We anticipate that students will have access to a laptop computer or workstation with good internet to work on exercises both during and outside of classes (pairing up is encouraged even if you both have laptops). As long as students have a good internet connection, then their local computer can be used for accessing cloud resources and need not be high-powered. If anyone is likely to work form a location with poor internet speed/reliability, then they are encouraged install and run software locally, particularlly for the early part of the class. While students will still need to submit jobs to the ICDS Roar supercomputer during the second half of the class, much of the software development can be done locally before connecting to Roar to submit jbos and retrieve results.

Basic Software

Students will need regular access to the following software:

  • Browser: Many cloud resources such as those we will be using regularly (e.g., Roar Collab Portal/, GitHub, etc.) require a modern browser. Based on documentation that I've found for the most demanding sites, I beleive that that Chrome (22+), Firefox (16+), and Internet Explorer (11+) should work, however it's not practical for the instructor to test each possible browser, OS, etc. I plan to test the in class and homework exercises using Chrome. If you find a problem that arises or is fixed by changing browsers, please let the instructor and class know, so others can benefit from your experience.

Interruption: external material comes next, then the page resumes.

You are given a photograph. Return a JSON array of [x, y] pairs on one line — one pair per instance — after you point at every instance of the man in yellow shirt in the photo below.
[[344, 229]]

Many of the early assignments could be executed either on the student's local computer, Penn State's Roar Collab supercomputer, also known as Advanced CyberInfrastructure (ACI) operated by the Institute for Computational & Data Sciences. However, once we get to parallelizing code, students will need to use the HPC resources provided by ACI anyway. Therefore, all students should setup an account for use ACI during the later parts of the course, regardless of whether they install local software.

Optional Software

For students who find it convenient to install additional software on their local computer, they would likely to want to setup:

Accounts

  • All students should request an ACI account (via theICDS website before the second class meeting.

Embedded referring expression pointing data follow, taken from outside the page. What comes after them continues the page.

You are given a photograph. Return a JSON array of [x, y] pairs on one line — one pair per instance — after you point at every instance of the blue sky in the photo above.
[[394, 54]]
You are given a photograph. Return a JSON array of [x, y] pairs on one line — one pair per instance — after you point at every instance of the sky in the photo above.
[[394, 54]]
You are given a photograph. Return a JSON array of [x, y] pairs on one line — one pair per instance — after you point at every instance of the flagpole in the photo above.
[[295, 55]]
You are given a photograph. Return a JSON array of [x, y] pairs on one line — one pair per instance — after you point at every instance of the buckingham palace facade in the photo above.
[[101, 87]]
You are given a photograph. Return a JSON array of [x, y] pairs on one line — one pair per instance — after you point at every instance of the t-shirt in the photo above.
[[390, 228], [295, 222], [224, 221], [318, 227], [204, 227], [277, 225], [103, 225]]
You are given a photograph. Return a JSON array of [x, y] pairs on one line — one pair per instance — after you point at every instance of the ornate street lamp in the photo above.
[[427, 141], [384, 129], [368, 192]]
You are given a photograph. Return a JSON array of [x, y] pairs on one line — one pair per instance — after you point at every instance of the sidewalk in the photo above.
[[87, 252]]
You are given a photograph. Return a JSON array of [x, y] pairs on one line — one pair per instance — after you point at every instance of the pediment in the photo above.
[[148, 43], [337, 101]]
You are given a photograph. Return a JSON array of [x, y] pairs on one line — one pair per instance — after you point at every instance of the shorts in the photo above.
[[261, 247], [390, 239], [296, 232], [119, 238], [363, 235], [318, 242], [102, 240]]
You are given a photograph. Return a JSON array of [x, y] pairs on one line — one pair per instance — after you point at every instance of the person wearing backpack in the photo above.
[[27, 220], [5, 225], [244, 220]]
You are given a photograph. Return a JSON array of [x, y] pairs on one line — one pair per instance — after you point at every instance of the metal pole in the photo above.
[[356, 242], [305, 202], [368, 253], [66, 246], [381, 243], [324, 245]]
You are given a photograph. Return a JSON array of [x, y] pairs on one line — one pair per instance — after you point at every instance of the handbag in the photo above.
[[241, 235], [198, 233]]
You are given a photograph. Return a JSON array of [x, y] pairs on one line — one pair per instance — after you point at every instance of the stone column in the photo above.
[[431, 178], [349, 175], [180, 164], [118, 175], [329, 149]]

  • Students should create an account on GitHub. Note that we will examine and discuss student's code both during class and via peer code review. Students may choose to protect their privacy by choosing a github account id that does not identify them. Students may wish to create a separate github account just for this class, so as to avoid being identified by other projects.

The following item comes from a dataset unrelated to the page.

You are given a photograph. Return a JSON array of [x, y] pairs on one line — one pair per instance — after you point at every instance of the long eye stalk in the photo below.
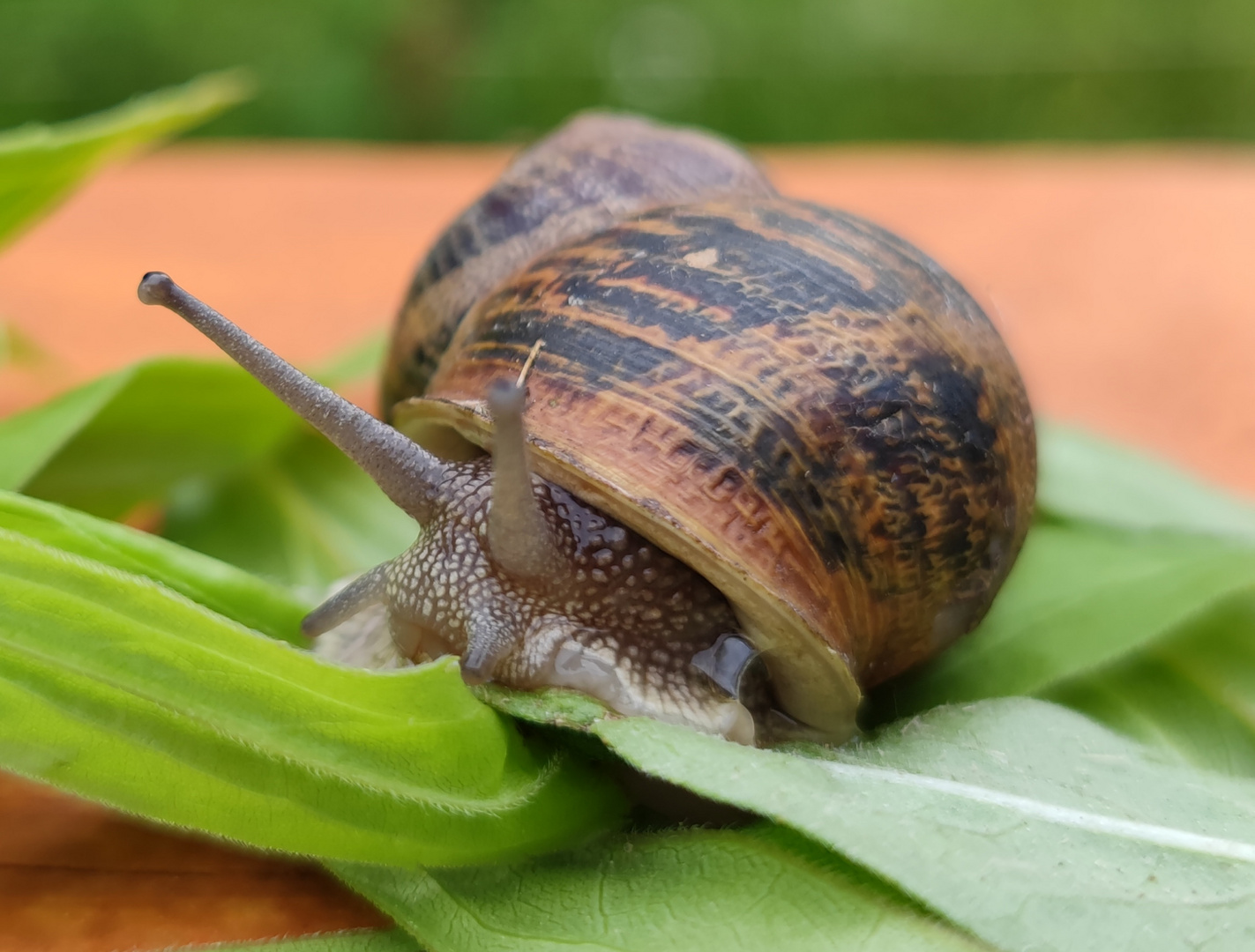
[[407, 473]]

  • Prior to the second class meeting, students should send the instructor their GitHub userid.

  • Students should make use of Top Hat for submitting reading questions. Top Hat Activation Instructions are avaliable.

Safety

While attendance and participation in class is important to the class and your learning, it is more important that we all stay safe and healthy. All students must follow all safety protocols (e.g., COVID) required or recommended by the university. University policies and recommendations may change during the semester. As of the start of class, current CDC and university guidance is to wear a facemask for 10 days after a known COVID exposure. The most up-to-date information can be accessed at https://virusinfo.psu.edu/university-status/.

Any student who does not feel well must not attend class in Davey Lab. If you have reason to beleive that you have been exposed to an infectous disease (e.g., COVID), you should either self-isolate or wear a well-fitting high-quality mask (e.g., N95, KN95, KF94) while in Davey Lab. If you choose to self-isolate, then you can still earn full credit for reading questions and class participation by submitting reading questions prior to class and submitting lab and project assignments. Students should make plans to get a classmate’s notes for any missed class sessions. Some of the class sessions may be moved online, based on community conditions or if the instructor needs to quarantine or isolate.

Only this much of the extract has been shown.